For about a week now, I've tried to make Google Wave useful. The problem is I don't have enough friends that use Wave. I've invited a couple of colleagues and I have a couple of friends that already have Wave accounts but even though I've made Wave my home page I can't see how I'd use it to replace what I already use. For instance, the collaborative nature of Wave at the moment is in a threaded conversation for most Public waves. Unless it's a closed bunch of friends that could happily use one of many instant messaging services, the open conversations just seem like the comment section of a blog. Sure it's in real time and collaborative but it just makes it all the more difficult to follow the conversation.

If you perform the with:public search you see a stream of waves that are open to all users. A quick scan of the topics and you will realise who the real early adopters are. Immediately you have wannabe bloggers (like myself) polling people about which is the best is the best new mobile, how to actually use Wave and my favourite, Ask a Christian. In essence doing this type of search is like watching the public stream on twitter.
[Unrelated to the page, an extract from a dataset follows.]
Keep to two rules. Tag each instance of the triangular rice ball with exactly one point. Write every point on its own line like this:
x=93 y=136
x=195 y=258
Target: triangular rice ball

In fact, I get the feeling that Google have let the lunatics (a.k.a. engineers) take over the asylum on this one. From the back end, wave really is revolutionary and like Facebook is a platform that will support the imagination of every computer science student in the world. It is a user interface that mashes up the potential to mimic every major SNS in existence. As developers take hold, someone will develop an incredibly addictive version of Mafia Wars for Wave. In fact there's already a collaborate Soduku clique in Wave. You can mimic a chat room, you can mimic twitter, you can mimic facebook, you can mimic instant messaging. The problem with a pimped up social site is the person driving that "2 Fast 2 Furious" vehicle is usually a wanker.

But seriously, I'm not brave enough to really predict that Wave is a flop especially since this is still a preview and Google has really really deep pockets but I've been trying really really hard. I like Google and I want to believe that Wave will be as successful as GMail but honestly I don't feel so confident.

I could go on about not being able to intuitively work out how to do anything or how a notifier that could tell me when my contacts came online (like when you use GTalk in Gmail) but I'm going to stop whining now and will keep trying to find function because I haven't given up on you yet Google. I will say though, Dr. Wave needs a Mr. Hyde to work on making UI easier to use.